Nel dibattito sul futuro del Partito Democratico manca tuttora l’identificazione del suo problema ideale, come se il congresso fosse chiamato soltanto a correggere alcune distorsioni organizzative, per rigenerare così lo spirito incorrotto delle origini.
Invece non si tratta di rimuovere qualche grande o piccola incrostazione, ma di riorganizzare lo schema della politica democratica e riformatrice. Stare all’opposizione obbliga a compiere un esame di coscienza rigoroso. Se il punto diventa il “rinverdimento” della sinistra, la distorsione si palesa con immediatezza. Il Partito Democratico è nato per avvicinare il centro e la sinistra, immaginando di trovare nell’incontro di culture politiche diverse un principio di rinnovamento generale.

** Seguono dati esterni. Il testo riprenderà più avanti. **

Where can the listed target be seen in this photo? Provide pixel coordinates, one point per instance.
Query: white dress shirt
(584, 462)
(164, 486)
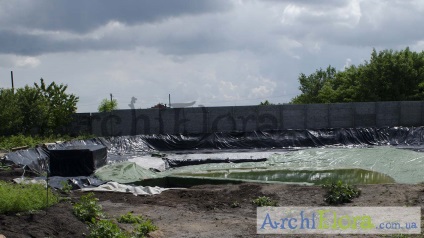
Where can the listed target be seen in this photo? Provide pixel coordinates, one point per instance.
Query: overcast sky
(214, 52)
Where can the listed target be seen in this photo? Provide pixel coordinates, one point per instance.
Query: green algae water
(349, 176)
(354, 165)
(370, 165)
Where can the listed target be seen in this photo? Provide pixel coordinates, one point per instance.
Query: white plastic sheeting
(122, 188)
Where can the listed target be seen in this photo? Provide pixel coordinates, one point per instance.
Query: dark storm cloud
(83, 16)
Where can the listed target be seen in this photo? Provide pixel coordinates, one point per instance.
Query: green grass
(89, 211)
(129, 218)
(339, 193)
(24, 197)
(9, 142)
(264, 201)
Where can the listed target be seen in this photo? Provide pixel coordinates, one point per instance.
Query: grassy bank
(24, 197)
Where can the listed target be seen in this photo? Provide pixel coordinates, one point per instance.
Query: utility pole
(169, 99)
(11, 78)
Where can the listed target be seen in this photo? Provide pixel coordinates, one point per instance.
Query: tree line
(36, 110)
(388, 76)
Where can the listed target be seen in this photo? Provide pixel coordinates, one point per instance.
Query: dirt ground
(200, 211)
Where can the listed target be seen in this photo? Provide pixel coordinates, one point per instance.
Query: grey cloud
(83, 16)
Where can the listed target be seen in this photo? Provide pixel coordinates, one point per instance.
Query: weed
(264, 201)
(25, 197)
(9, 142)
(143, 228)
(87, 208)
(106, 229)
(339, 193)
(66, 187)
(130, 218)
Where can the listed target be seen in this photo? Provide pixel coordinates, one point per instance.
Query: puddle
(350, 176)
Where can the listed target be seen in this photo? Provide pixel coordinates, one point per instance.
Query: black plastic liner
(172, 163)
(80, 160)
(280, 139)
(121, 148)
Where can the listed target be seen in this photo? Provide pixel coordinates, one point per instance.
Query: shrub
(264, 201)
(144, 228)
(339, 193)
(87, 208)
(25, 197)
(130, 218)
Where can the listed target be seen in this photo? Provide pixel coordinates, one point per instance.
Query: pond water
(369, 165)
(350, 176)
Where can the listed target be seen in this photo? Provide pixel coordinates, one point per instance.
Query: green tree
(59, 106)
(388, 76)
(42, 109)
(265, 103)
(10, 114)
(107, 105)
(311, 85)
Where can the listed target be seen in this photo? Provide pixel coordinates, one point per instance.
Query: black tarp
(121, 148)
(281, 139)
(173, 163)
(80, 160)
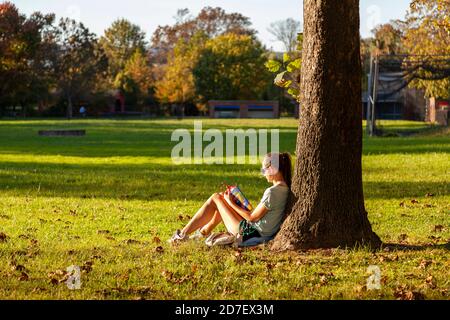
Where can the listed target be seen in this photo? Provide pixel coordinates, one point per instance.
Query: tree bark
(328, 202)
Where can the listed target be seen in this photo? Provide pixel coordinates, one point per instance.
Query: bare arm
(251, 216)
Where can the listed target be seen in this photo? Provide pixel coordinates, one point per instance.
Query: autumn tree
(328, 203)
(427, 33)
(136, 77)
(120, 42)
(77, 60)
(177, 85)
(386, 40)
(24, 67)
(212, 21)
(286, 31)
(231, 67)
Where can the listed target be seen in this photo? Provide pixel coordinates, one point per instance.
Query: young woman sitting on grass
(264, 221)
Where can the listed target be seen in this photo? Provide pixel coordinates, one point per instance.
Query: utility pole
(374, 95)
(369, 98)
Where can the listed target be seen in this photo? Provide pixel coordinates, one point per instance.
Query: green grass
(105, 200)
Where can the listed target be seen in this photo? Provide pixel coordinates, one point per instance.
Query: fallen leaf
(18, 268)
(3, 237)
(425, 263)
(156, 240)
(429, 281)
(23, 277)
(132, 241)
(87, 267)
(403, 293)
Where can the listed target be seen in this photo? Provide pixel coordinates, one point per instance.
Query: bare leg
(203, 216)
(215, 221)
(230, 218)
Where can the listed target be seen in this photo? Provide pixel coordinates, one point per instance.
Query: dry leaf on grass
(3, 237)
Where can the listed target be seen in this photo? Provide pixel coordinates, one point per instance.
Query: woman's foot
(178, 237)
(199, 235)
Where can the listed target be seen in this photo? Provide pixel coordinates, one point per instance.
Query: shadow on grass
(413, 247)
(153, 138)
(165, 181)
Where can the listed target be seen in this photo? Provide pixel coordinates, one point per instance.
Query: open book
(239, 198)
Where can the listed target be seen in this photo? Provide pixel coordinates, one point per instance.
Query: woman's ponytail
(286, 168)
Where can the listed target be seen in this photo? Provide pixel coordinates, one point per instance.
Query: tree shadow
(415, 247)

Abbiamo provato a farlo e ci siamo accorti, alla resa dei conti, di averlo fatto perlomeno con superficialità, mettendo insieme i punti di debolezza anziché di forza, e cioè i punti che nel passato hanno inciso negativamente sulle distinte tradizioni culturali.
Ora, soprattutto di fronte alla candidatura di Nicola Zingaretti, monta il sospetto che del retaggio improprio del passato – non di quello nobile – si voglia prendere comunque la linfa residua, mescolando un po’ di egemonismo di estrazione gramsciana, un po’ di volontarismo cattolico, un po’ di eclettismo liberal-liberista.

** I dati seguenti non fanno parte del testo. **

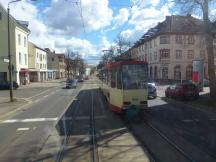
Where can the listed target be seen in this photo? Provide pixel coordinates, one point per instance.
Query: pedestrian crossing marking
(28, 120)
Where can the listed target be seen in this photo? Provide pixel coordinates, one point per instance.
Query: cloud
(96, 15)
(121, 18)
(144, 18)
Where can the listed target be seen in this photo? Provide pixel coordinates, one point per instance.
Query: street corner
(8, 108)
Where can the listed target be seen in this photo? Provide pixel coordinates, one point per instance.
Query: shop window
(113, 79)
(164, 39)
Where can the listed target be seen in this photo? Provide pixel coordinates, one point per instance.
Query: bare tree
(74, 63)
(202, 6)
(122, 44)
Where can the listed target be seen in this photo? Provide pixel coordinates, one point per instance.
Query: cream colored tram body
(124, 83)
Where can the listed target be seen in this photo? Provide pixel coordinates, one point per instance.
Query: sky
(88, 26)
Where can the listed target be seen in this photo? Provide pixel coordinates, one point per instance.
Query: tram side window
(113, 79)
(119, 79)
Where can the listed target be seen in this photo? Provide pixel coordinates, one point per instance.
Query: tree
(74, 63)
(202, 6)
(122, 44)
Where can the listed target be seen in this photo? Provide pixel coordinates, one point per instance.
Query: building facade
(52, 64)
(61, 73)
(18, 48)
(37, 63)
(170, 48)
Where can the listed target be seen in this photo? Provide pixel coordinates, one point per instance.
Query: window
(113, 79)
(155, 55)
(178, 54)
(20, 58)
(177, 72)
(19, 39)
(190, 54)
(191, 39)
(189, 71)
(150, 56)
(155, 43)
(155, 72)
(165, 54)
(164, 39)
(150, 72)
(165, 73)
(178, 39)
(40, 57)
(25, 59)
(119, 79)
(202, 54)
(24, 41)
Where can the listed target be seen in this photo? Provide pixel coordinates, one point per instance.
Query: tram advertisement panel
(198, 73)
(134, 76)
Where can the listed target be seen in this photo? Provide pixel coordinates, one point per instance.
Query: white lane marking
(22, 129)
(45, 96)
(10, 121)
(87, 117)
(28, 120)
(187, 120)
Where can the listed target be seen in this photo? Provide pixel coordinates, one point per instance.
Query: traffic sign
(6, 60)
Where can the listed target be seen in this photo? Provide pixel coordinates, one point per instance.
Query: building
(61, 66)
(37, 63)
(52, 64)
(170, 47)
(18, 46)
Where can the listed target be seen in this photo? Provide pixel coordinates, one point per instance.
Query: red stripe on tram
(116, 109)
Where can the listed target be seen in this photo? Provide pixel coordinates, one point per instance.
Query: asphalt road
(23, 134)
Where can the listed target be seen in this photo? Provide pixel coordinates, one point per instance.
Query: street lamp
(9, 54)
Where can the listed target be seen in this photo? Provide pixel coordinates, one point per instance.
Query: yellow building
(37, 63)
(61, 69)
(19, 48)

E quindi di ogni posizione un “ismo”, inteso come deformazione del vero substrato ideale e politico; un “ismo” ripetuto, che invece di essere emendato diventa, nella somma delle singole negatività stratificate, l’elemento destinato a mortificare il nuovo progetto politico. Cosa può produrre una tale operazione? Nulla, in effetti; nulla che appaia suscettibile di essere creduto come leva di rinnovamento; nulla di adeguato rispetto alla sfida del populismo postdemocratico, degradante sulla scia di molte manifestazioni ad antidemocratico. Potrebbe al più considerarsi come una elegante e pericolosa retromarcia per passare, con l’innesto di una “S”, dal Pd al PDS.

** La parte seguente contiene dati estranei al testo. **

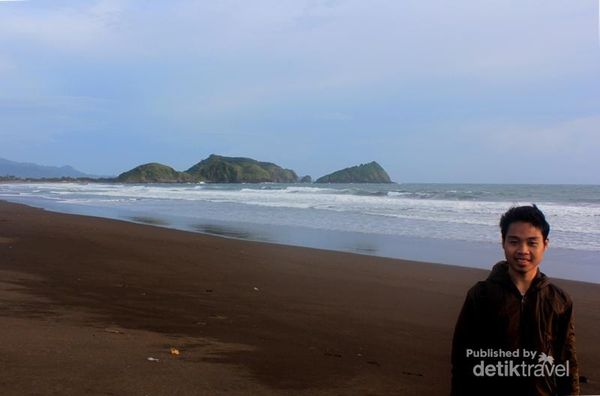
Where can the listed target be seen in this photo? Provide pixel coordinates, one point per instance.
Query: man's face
(524, 247)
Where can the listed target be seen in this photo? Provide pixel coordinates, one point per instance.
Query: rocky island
(214, 169)
(363, 173)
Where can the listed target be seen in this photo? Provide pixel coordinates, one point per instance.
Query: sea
(454, 224)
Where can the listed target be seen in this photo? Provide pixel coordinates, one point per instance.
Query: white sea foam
(445, 213)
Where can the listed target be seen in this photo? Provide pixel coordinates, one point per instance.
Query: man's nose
(522, 248)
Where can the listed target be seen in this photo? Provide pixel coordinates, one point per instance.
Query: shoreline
(563, 263)
(85, 298)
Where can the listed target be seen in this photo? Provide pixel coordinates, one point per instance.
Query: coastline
(85, 300)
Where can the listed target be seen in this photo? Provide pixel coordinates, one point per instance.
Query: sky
(462, 91)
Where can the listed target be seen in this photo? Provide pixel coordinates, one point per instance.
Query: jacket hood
(500, 275)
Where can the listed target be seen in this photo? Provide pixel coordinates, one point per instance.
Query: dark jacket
(496, 317)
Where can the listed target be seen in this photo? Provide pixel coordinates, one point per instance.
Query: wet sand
(85, 302)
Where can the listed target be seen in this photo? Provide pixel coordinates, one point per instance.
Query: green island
(214, 169)
(363, 173)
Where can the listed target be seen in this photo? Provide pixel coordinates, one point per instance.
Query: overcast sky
(499, 91)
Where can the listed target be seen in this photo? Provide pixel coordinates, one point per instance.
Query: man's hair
(527, 214)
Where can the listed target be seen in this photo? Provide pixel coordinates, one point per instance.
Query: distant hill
(154, 173)
(34, 171)
(363, 173)
(219, 169)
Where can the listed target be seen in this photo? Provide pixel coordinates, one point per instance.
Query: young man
(515, 335)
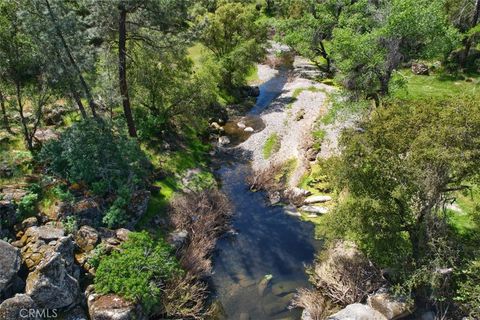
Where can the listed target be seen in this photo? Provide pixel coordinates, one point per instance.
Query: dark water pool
(257, 270)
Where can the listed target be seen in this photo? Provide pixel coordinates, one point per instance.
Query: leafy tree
(398, 174)
(58, 29)
(136, 21)
(94, 153)
(373, 38)
(465, 15)
(139, 270)
(308, 30)
(236, 36)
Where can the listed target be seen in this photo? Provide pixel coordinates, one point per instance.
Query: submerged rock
(113, 307)
(390, 307)
(223, 141)
(50, 285)
(314, 209)
(357, 311)
(14, 308)
(10, 262)
(317, 199)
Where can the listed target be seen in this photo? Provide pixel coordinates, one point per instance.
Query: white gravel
(280, 119)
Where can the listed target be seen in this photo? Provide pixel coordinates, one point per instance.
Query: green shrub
(138, 271)
(93, 150)
(70, 225)
(272, 145)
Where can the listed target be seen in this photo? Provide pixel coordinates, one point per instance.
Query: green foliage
(468, 293)
(70, 225)
(272, 145)
(138, 271)
(93, 152)
(236, 35)
(27, 205)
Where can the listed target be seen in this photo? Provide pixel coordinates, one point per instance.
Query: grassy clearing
(437, 86)
(462, 221)
(272, 145)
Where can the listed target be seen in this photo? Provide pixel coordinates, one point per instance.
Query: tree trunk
(78, 100)
(122, 71)
(6, 124)
(23, 120)
(85, 87)
(325, 55)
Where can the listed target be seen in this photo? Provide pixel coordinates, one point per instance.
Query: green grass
(469, 203)
(252, 76)
(437, 86)
(197, 53)
(272, 145)
(298, 91)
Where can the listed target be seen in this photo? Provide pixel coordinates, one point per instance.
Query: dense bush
(94, 153)
(139, 270)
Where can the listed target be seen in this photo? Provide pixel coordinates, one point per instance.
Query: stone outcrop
(14, 308)
(50, 285)
(10, 262)
(86, 238)
(112, 307)
(390, 307)
(357, 311)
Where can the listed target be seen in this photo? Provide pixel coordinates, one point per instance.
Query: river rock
(420, 69)
(291, 210)
(314, 209)
(113, 307)
(50, 285)
(317, 199)
(14, 308)
(138, 205)
(223, 141)
(264, 283)
(274, 197)
(86, 238)
(357, 311)
(390, 307)
(178, 238)
(10, 262)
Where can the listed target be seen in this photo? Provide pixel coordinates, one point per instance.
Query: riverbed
(259, 266)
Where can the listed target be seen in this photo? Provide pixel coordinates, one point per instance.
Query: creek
(258, 268)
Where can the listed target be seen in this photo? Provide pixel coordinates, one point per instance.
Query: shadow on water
(269, 243)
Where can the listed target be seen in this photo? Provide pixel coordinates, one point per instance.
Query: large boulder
(344, 274)
(50, 285)
(357, 311)
(420, 69)
(86, 238)
(113, 307)
(389, 306)
(138, 205)
(18, 307)
(10, 262)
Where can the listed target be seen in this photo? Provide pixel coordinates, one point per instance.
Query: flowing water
(257, 270)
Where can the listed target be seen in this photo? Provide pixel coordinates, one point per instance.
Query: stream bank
(259, 266)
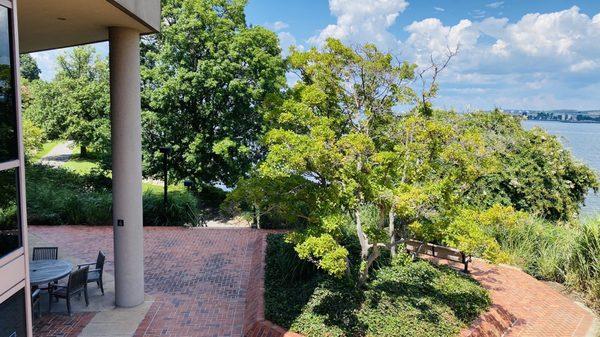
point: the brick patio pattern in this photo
(200, 281)
(198, 277)
(61, 325)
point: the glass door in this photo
(14, 288)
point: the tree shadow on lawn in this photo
(461, 294)
(426, 300)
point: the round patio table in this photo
(47, 271)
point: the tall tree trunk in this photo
(257, 216)
(392, 231)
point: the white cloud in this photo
(495, 5)
(46, 60)
(362, 21)
(540, 61)
(277, 26)
(287, 40)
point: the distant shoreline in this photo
(560, 121)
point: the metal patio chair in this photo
(76, 285)
(95, 275)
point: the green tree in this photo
(538, 174)
(206, 77)
(29, 68)
(76, 104)
(328, 132)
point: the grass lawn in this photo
(46, 148)
(402, 298)
(81, 165)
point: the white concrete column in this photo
(126, 124)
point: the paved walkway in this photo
(59, 155)
(198, 281)
(541, 310)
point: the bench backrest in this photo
(443, 252)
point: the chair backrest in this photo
(77, 279)
(100, 261)
(45, 253)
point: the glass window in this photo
(9, 219)
(12, 316)
(8, 121)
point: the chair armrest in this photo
(79, 266)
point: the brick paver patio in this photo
(199, 280)
(198, 277)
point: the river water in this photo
(583, 140)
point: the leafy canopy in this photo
(76, 104)
(205, 79)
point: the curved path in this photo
(540, 309)
(59, 155)
(198, 282)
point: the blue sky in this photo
(534, 54)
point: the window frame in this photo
(17, 262)
(16, 164)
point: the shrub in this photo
(404, 298)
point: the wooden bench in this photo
(441, 252)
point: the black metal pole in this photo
(166, 179)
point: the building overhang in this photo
(52, 24)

Da ciò deriva, a mio avviso, la cedevolezza al mix di arroganza e confusione della maggiorana giallo-verde. Non c’è lo sforzo di prendere congedo da formule consunte, come si evince, ad esempio, dall’amorfa collocazione nel perimetro del socialismo europeo. Si dovrebbe riaprire, a tal proposito, un dibattito più sereno e produttivo. Abbiamo sprecato l’opportunità di fare del Partito democratico ciò che oggi il macronismo, non senza contraddizioni e insufficienze, propone per l’avvenire dell’Europa
È questo l’orizzonte della nuova proposta politica? È evidente che non lo sia e non lo debba essere. Si trascura, altresì, la ricerca di un dialogo con milioni di elettori astensionisti, quasi che bastasse, viceversa, ricondursi al possibile abbraccio con i fuorusciti dai ranghi del partito, con risultati per essi non certo entusiasmanti. Come pure, infine, censurando le oneste espressioni di coscienza su temi delicati – il caso di Verona insegna – non solo si cancella il carattere plurale del partito, ma soprattutto si getta all’ortiche la ricerca di un comune sentire sulla “questione antropologica” del nostro tempo, certo non derubricabile per i cattolici.
Sono osservazioni che meriterebbero più spazio e più approfondimento. Gli slogan non servono, lo dico appunto a Zingaretti. Bisogna pensare, piuttosto, a una verifica severa e ad ampio spettro della crisi del Partito democratico, riconoscendo che l’accanimento attorno alle procedure di semplice restauro del passato, ovvero del passato che piace a qualcuno di noi, non ci consegnano oggi, né ci consegneranno domani un partito più florido e più attraente.